Nahe dem kleinen Örtchen Kritina steht die gleichnamige Burg. Diese wurde 1472 von Giorgio Orsini, auf dem Fundament byzantinischer Überreste, erbaut und sollte Rhodos vor den Angriffen der Osmanen schützen. Aufgrund des im 15. Jahrhundert stark ausgeprägten Burgenbaus, sollte die Burg Kritina eine starke und schwer einzunehmende Anlage werden. Dies ist noch heute an den gut erhaltenden Mauern zu erkennen, bei denen sogar noch teilweise die Zinnen zu erkennen sind. Im Inneren der Burganlage stehen noch heute die Kirche Agios Georgio sowie Reste der St. Pauluskirche. Außerdem erhält man von dort einen guten Panoramablick auf die Insel. Die Burg Kritina kann kostenlos zu Fuß erreicht werden.

Adresse: Nahe Eparchiaki Odos Kalavardas-Empona | Öffnungszeiten: Montag – Sonntag | Eintritt Frei

10. Koloss von Rhodos

Zu einem der sieben Weltwunder der Antike gehört unter anderem der Kollos von Rhodos. Diese monumentale Bronzestatue mit einer Höhe von 30 Metern wurde etwa um 292 v. Chr. erbaut und war das Eingangsportal vom Meer nach Rhodos. Die Statue stürzte aber bereits um 226 v. Chr. wieder ein, nachdem die Insel von einem Erdbeben erschüttert wurde. Die Statue selber war ein Abbild des Sonnengottes Helios, das ihm zu Ehren nach der Belagerung der Insel errichtet wurde.
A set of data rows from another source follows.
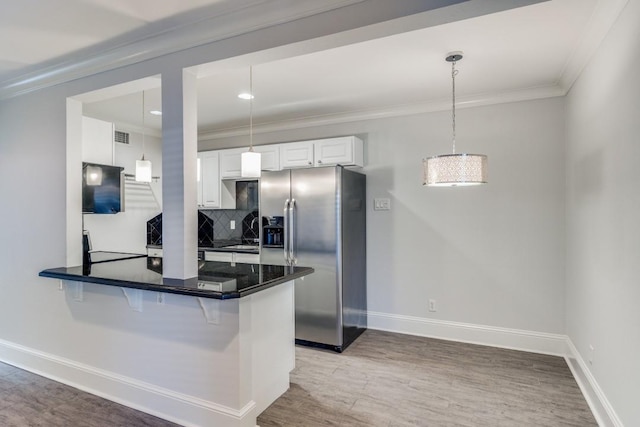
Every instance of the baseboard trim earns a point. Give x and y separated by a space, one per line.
176 407
515 339
602 410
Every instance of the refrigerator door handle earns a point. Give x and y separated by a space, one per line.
286 231
292 237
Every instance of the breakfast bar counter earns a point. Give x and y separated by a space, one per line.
215 350
218 280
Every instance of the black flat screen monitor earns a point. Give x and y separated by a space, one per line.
101 188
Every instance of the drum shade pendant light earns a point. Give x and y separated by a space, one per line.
250 161
452 170
143 167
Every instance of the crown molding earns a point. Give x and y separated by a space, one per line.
602 19
243 17
388 112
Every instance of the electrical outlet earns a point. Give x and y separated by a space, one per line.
381 204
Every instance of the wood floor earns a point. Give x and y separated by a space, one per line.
382 380
392 380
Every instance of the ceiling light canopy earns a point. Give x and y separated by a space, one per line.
453 170
250 161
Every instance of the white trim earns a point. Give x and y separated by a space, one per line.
600 406
239 18
390 111
176 407
515 339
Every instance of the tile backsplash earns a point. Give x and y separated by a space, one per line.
243 218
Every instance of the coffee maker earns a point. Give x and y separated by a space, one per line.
273 233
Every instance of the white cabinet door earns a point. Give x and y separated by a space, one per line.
209 175
270 157
230 162
296 155
346 151
97 141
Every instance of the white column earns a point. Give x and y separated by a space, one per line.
74 182
179 154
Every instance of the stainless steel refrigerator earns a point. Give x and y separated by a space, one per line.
316 218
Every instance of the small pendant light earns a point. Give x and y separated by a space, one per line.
143 167
452 170
250 161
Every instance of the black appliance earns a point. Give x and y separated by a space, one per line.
273 233
102 188
247 195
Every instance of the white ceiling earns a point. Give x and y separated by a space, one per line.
48 29
528 52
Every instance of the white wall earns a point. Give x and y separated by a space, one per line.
491 255
603 208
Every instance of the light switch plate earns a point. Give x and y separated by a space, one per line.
381 204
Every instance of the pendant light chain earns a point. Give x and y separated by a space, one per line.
143 132
454 72
251 108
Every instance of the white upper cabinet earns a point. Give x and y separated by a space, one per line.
296 155
230 162
97 141
346 151
209 179
270 157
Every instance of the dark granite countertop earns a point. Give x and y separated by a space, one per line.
219 280
224 246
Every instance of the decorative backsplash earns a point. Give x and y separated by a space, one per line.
206 231
244 220
154 231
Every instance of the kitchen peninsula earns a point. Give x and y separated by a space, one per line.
217 349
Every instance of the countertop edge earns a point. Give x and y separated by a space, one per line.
168 288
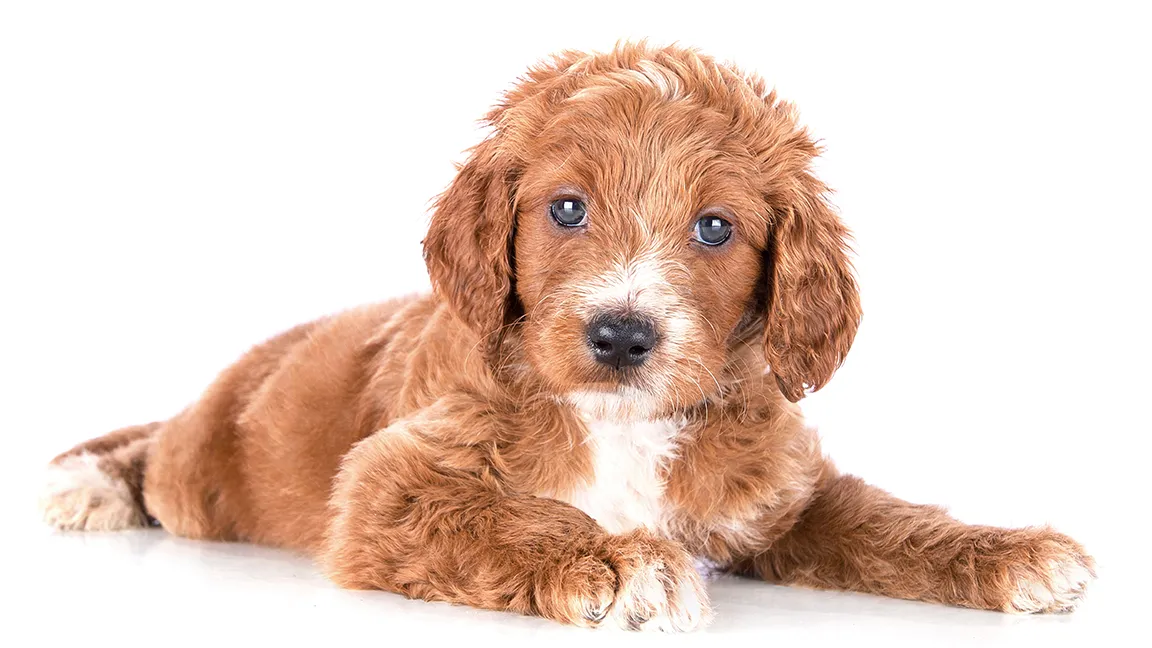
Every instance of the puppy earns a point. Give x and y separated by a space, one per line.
636 276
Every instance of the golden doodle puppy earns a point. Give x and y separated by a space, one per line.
636 276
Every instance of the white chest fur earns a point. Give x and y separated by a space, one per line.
629 466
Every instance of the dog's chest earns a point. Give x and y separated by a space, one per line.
629 462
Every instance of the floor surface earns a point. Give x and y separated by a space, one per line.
136 587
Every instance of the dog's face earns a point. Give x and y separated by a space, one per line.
636 219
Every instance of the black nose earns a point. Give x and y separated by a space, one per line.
621 341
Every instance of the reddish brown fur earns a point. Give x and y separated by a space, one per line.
411 445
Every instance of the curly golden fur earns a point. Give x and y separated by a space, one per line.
467 446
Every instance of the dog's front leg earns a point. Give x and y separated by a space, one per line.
856 536
421 509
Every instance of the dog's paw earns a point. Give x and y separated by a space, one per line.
639 582
80 496
1044 572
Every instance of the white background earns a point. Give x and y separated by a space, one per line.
177 182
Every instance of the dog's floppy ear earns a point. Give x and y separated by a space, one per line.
468 247
815 304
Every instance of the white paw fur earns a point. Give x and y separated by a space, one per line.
1060 589
80 496
656 598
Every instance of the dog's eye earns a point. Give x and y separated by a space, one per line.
712 230
569 212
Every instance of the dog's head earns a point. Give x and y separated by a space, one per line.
638 217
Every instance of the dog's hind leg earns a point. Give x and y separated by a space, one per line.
98 484
858 537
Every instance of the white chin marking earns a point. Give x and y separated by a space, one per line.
78 496
1059 590
622 405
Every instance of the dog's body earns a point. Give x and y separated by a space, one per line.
591 399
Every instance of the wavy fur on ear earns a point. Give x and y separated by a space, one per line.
815 304
468 248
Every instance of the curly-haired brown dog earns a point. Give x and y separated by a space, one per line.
635 273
Nach dem Sturz der Statue sollte diese zunächst wieder aufgerichtet werden. Da die Inselbewohner aber einen erneuten Sturz der Statue durch ein weiteres Erdbeben befürchteten, beschlossen sie den Koloss liegen zu lassen. Überreste der Bronzestatue sind Vermutungen zufolge im Laufe der Jahrhunderte für andere Bauwerke verwendetet worden. Heute gibt es keine Überreste mehr. Auch ist der ursprüngliche Standort des Koloss nicht bekannt. Es gibt aktuell mehrere Thesen, wo der Koloss gestanden haben könnte, von denen aber keine bestätigt werden konnte. Damit bleibt der Koloss von Rhodos ein kulturelles Wahrzeichen der Insel, das nicht besichtigt werden kann.